U2’s Bono on Why Christians Need to Get Honest About Art

U2’s Bono on Why Christians Need to Get Honest About Art April 29, 2016

Bono, lead singer for U2, and Eugene Peterson, author of The Message contemporary Bible translation, recently spent some time together at Peterson’s Montana home to discuss the Psalms—along with some cameras courtesy the Fuller Seminary. It’s a fascinating talk. Take a look:

“They’re not pretty,” Peterson says about the Psalms. “They’re not nice.” Bono loves the Psalms because of their “brutal honesty.”

“That’s what God wants from you,” he says. “The truth. The way, the truth. And that truthfulness—know the truth the truth will set you free—will blow things apart.”

And he wonders why Christian music, and Christian art, doesn’t take the hint.

“I find in Christian art a lot of dishonesty, and I think it’s a shame,” Bono says.

It’s an interesting statement, and I think it’s at least partly true. I don’t think that Christian artists are dishonest in the sense of, “here, let me tell you a great, big whopper of a lie,” but maybe because we Christians sometimes don’t understand how to best be honest. We’re telling the truth, but in the way in which we tell it can feel false.
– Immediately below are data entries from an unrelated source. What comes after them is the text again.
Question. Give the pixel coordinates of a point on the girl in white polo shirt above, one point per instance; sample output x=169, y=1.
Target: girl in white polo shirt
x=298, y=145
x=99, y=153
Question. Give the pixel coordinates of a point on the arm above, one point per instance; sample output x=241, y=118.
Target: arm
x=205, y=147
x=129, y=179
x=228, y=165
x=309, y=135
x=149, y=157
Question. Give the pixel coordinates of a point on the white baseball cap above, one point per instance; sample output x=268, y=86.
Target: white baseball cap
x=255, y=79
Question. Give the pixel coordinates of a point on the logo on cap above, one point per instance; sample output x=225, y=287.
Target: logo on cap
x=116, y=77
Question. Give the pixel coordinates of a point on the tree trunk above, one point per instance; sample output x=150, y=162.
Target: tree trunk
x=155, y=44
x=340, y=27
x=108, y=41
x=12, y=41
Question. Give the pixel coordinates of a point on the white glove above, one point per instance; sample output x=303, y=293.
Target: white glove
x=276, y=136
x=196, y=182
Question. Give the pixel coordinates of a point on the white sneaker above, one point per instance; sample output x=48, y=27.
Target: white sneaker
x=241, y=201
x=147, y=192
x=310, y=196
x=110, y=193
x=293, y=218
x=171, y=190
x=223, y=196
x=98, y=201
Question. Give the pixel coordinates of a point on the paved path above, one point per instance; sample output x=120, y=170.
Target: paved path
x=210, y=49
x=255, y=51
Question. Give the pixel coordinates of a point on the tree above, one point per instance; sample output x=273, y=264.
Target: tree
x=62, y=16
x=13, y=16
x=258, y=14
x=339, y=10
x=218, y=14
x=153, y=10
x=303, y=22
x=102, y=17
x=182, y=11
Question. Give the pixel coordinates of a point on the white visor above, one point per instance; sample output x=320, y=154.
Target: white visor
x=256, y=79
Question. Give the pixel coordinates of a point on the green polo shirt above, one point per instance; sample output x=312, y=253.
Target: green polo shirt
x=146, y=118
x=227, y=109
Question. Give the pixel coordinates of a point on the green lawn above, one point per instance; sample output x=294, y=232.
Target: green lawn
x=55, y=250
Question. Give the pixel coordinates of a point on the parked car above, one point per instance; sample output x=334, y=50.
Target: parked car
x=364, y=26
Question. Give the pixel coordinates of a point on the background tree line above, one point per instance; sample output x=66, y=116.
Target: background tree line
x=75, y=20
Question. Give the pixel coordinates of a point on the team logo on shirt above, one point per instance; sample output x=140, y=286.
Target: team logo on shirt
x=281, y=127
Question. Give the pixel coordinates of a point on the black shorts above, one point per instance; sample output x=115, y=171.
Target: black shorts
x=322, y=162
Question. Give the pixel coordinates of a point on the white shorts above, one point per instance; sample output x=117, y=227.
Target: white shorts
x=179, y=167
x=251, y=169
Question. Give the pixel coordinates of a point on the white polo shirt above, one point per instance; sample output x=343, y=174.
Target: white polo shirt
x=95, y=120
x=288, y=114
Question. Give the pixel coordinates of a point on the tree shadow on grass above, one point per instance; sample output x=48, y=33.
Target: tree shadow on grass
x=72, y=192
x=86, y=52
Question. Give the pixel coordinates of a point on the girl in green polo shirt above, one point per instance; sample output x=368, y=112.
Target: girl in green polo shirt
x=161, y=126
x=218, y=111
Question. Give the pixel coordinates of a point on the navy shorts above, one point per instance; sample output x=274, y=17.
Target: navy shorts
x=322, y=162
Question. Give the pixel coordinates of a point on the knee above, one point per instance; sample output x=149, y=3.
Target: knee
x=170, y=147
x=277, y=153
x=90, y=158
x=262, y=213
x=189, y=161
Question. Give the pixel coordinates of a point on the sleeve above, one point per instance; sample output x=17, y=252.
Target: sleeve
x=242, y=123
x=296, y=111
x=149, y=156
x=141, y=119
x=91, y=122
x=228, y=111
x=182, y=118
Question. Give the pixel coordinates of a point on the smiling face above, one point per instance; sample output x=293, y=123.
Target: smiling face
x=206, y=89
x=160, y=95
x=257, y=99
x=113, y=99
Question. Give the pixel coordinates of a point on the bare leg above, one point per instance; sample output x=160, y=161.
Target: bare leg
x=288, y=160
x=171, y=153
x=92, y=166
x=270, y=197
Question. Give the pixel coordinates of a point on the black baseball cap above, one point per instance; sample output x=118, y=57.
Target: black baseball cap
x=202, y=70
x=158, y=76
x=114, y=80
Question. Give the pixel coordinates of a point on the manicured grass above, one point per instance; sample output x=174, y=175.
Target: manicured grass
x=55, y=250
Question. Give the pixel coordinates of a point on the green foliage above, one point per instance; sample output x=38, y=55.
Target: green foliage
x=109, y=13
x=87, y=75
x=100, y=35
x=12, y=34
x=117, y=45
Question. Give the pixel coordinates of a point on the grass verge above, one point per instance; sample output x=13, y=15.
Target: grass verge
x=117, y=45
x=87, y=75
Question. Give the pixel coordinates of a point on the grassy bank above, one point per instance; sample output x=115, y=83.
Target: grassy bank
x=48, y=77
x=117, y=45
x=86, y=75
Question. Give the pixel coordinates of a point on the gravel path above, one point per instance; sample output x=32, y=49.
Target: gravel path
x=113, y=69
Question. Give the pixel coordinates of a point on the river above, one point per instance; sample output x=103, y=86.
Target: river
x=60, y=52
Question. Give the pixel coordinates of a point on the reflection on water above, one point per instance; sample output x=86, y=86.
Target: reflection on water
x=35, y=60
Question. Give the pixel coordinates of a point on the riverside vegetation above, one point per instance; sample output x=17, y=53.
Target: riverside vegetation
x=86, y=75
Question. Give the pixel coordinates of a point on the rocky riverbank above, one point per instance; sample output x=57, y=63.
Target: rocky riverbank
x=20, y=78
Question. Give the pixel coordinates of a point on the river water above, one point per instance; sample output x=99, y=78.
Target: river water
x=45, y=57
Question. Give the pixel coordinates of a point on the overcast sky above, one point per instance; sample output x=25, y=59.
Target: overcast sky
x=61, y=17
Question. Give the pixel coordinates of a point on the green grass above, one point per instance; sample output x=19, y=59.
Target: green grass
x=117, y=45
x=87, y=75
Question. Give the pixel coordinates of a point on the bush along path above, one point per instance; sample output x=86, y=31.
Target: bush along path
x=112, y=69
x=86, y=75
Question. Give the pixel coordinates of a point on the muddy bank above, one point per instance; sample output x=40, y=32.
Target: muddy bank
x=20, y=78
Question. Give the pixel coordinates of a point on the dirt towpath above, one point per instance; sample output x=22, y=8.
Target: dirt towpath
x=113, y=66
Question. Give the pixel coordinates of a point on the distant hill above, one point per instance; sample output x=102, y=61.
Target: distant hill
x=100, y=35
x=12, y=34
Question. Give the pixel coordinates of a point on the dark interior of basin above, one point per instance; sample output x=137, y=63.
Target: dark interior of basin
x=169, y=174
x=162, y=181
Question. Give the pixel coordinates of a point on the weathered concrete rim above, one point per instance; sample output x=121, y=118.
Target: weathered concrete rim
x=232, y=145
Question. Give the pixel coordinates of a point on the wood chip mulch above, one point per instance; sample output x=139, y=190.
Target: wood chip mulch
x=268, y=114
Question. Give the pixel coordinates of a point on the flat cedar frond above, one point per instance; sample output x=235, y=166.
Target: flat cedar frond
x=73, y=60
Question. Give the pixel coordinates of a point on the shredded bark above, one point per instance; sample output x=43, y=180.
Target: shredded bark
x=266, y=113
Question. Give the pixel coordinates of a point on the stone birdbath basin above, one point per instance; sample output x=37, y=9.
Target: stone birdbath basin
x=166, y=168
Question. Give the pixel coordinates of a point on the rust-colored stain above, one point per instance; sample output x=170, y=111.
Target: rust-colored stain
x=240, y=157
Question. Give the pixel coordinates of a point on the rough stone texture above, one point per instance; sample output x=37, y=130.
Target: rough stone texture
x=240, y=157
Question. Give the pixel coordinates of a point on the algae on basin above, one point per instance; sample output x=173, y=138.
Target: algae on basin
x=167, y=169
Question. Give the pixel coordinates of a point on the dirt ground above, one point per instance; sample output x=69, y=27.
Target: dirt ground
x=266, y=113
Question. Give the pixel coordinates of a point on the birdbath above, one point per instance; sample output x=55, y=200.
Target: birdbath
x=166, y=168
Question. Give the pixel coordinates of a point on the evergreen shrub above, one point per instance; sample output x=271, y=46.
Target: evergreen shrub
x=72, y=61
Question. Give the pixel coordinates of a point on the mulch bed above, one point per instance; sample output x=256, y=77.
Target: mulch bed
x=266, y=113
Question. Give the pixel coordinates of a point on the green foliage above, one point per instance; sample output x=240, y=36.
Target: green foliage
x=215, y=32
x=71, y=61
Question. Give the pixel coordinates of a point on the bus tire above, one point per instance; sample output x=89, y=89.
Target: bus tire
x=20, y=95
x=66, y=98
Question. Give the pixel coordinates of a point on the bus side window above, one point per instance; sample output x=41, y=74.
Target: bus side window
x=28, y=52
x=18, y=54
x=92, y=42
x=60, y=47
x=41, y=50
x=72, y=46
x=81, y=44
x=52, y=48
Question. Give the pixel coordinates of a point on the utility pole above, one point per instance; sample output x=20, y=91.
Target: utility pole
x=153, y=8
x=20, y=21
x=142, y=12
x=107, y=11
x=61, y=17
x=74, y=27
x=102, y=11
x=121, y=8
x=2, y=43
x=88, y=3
So, let’s think of this issue in terms of art—like, real art. Most artists have always been about looking at the world and giving us a picture of that world as honestly as the artist can do it. And back in the Middle Ages, that honesty tended to look like this:

Hastings

That’s a section of the Bayeux Tapestry. It illustrates the Battle of Hastings, when William the Conquerer came in and took over England. The battle was a pretty pivotal moment in Western Civilization, and the tapestry, taken as a whole, tells us what went on there. It’s honest, as far as it goes. We see men with chain mail. We see horses. We see some dead bodies. We recognize them all for what they are. And the tapestry effectively tells us a story.

But it doesn’t look very real to us. And that’s because the artist was using the same logic that most of us use as kids when we’re drawing a picture in kindergarten. We know what a horse looks like—the head, the legs, the tail. So we draw what we know. We don’t necessarily draw what we actually see.

It wasn’t until the Renaissance that artists truly rediscovered how to deal with perspective and shadow and color—techniques that technically distort or obscure the images but, paradoxically, better reflect what our eyes behold. Here’s what that new sense of realism looked like in the Netherlands around 1620.

denial_of_peter_honthorst1334855128321
Le Reniement de saint Pierre by Gerrit van Honthorst

This is visual honesty—a realistic depiction of what we see, rather than a picture of what we know. But after another couple hundred years or so, some artists felt that this wasn’t honest enough. So they created what became known as Impressionism—the image your eye might catch in a blink.

impression
Impression: Sunrise by Claude Monet

Now Christian artists—the folks who work with pastels and paint—have long understood the lessons of perspective. But I wonder whether other forms of Christian art—its movies, its music, etc.—may not fully understand the importance of  perspective and shadow–the grit, the realism, the complexity that art and entertainment can be so good at grappling. In our stories and songs, we show what we know, not what we see or feel. We know that God loves us. We know that Jesus died for us. We know what that should look like. But often, what we know is not exactly what we see. We’re afraid to make things too real. We’re afraid to show the shadow for fear that people might miss the light.

And yet, because we refuse to acknowledge the shadow or deal with our Christian image from a different perspective, we lose the audience. Our art can feel, like the Bayeux Tapestry. Flat.

Bono says he’s often suspicious of Christians because of their “lack of realism.” We fail to acknowledge that in the midst of our faith, there’s sorrow and anger and doubt.

We Christians believe that our faith is true. That it’s real and powerful. All the better reason, I think, for us to be honest in our art and in the way we engage in our culture. We have nothing to hide, nothing to fear. It’d be nice if our art could better reflect that confidence.